Cecilia’s Story — “The Gentle Art of Letting Go”

Have you ever felt like caregiving is something you carry in your body—every thought, every schedule, every silent worry—until even your breath feels borrowed?

That’s how I felt when I became the sole caregiver for my family member who lives with both autism and schizophrenia.

They’ve come a long way—medication helps, therapy helps—but daily life still asks for more hands, more patience, more structure than one person always has to give. For a while, they shared care with a long-term partner.
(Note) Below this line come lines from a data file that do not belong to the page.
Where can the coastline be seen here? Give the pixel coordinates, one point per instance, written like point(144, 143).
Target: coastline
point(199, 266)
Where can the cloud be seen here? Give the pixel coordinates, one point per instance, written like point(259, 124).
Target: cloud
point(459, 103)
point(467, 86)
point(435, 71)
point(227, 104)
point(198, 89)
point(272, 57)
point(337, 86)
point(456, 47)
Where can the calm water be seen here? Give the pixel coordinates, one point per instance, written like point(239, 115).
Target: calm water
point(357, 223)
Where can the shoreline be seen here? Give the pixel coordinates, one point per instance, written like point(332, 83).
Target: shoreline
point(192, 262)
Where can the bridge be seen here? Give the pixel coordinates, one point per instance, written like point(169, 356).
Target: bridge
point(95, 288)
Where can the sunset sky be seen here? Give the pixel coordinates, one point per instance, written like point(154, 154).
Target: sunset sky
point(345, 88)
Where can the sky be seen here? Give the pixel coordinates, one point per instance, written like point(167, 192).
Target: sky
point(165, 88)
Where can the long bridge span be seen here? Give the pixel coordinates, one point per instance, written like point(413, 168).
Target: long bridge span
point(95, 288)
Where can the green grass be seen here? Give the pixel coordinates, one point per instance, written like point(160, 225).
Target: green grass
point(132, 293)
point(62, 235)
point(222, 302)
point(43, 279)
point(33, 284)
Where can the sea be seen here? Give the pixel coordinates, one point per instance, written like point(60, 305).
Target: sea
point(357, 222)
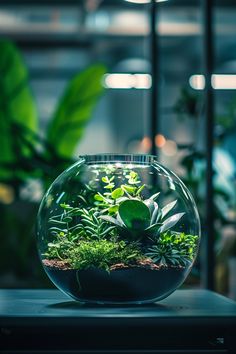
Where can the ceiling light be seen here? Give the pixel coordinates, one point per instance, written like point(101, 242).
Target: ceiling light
point(218, 82)
point(127, 81)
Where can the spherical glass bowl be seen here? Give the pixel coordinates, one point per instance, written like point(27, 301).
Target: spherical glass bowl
point(118, 229)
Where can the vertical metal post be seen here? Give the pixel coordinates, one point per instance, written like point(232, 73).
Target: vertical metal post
point(154, 75)
point(208, 55)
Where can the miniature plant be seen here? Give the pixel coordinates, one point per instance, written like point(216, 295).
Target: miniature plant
point(119, 226)
point(103, 254)
point(173, 249)
point(139, 220)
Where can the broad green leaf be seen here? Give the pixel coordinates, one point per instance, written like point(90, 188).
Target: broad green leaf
point(134, 214)
point(117, 193)
point(105, 179)
point(18, 117)
point(75, 110)
point(170, 222)
point(113, 209)
point(155, 214)
point(111, 220)
point(168, 208)
point(154, 196)
point(128, 189)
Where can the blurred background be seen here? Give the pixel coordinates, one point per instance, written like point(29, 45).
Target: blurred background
point(93, 76)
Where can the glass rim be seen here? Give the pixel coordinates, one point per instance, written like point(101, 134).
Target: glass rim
point(119, 158)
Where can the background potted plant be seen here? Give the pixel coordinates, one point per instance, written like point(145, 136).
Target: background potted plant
point(29, 161)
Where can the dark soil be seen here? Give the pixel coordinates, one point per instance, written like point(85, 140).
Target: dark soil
point(141, 283)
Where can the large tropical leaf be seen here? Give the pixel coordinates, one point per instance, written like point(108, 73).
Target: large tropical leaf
point(75, 109)
point(17, 108)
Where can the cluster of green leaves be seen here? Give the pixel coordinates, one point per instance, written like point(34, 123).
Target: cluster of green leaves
point(114, 195)
point(77, 223)
point(138, 219)
point(119, 227)
point(172, 248)
point(24, 153)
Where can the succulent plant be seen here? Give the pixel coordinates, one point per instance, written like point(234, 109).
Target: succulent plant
point(140, 218)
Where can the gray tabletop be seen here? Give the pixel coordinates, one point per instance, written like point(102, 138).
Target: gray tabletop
point(48, 305)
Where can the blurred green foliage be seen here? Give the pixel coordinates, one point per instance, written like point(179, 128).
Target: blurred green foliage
point(26, 155)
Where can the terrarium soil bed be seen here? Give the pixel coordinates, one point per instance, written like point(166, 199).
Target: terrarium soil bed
point(121, 285)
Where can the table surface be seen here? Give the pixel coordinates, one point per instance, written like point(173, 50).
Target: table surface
point(46, 305)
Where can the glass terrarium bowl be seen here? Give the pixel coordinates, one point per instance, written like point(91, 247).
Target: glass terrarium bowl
point(118, 229)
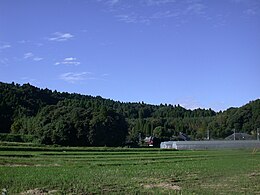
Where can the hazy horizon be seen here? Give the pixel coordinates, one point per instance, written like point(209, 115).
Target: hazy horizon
point(195, 53)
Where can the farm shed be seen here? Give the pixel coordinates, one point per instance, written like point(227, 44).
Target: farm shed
point(198, 145)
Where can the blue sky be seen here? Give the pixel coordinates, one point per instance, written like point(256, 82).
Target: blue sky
point(196, 53)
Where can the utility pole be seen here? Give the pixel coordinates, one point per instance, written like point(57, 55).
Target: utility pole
point(208, 134)
point(257, 134)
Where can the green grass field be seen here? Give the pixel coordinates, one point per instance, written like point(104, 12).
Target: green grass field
point(30, 169)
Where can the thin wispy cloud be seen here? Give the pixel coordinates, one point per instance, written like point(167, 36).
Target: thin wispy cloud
point(168, 9)
point(68, 61)
point(195, 8)
point(37, 59)
point(73, 77)
point(31, 56)
point(133, 18)
point(158, 2)
point(250, 12)
point(5, 46)
point(4, 61)
point(59, 37)
point(28, 55)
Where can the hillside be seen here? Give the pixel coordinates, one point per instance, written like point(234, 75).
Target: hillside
point(74, 119)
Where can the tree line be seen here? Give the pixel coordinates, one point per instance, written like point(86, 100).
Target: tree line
point(81, 120)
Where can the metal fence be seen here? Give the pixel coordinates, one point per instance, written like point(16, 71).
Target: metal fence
point(197, 145)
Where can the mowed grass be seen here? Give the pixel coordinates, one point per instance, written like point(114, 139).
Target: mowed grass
point(61, 170)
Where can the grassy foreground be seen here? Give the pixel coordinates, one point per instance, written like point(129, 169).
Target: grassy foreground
point(29, 169)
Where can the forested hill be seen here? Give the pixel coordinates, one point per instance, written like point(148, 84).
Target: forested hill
point(73, 119)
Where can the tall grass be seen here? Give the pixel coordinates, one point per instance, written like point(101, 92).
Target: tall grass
point(128, 171)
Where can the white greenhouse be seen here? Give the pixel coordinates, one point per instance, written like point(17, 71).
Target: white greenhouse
point(198, 145)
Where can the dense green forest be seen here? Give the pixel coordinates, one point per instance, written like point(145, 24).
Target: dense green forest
point(80, 120)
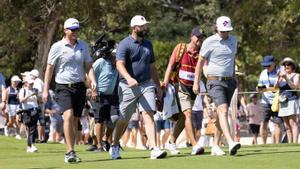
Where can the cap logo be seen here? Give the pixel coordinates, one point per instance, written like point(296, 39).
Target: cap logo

But after the relationship ended, the rhythm of caregiving shifted, and I found myself stepping into every gap. Suddenly, every routine—from meals to hygiene—was mine to navigate.

At first, I told myself, You’ve done this before. You’ll manage.

But soon, one truth became impossible to ignore: caring for someone capable but inconsistent is its own kind of puzzle, especially when it comes to hygiene.

They can shower, brush their teeth, and manage most self-care on their own. But without close direction, they skip steps or rush through them. The result is physical discomfort—and emotional unease. When I step in to guide them, they feel better, brighter, and cleaner. But the cost is intimacy they don’t want and exhaustion I can’t always afford.

They don’t want me hovering in the bathroom, and I don’t want to be there either. 

But how do you help someone who needs support they don’t want to need?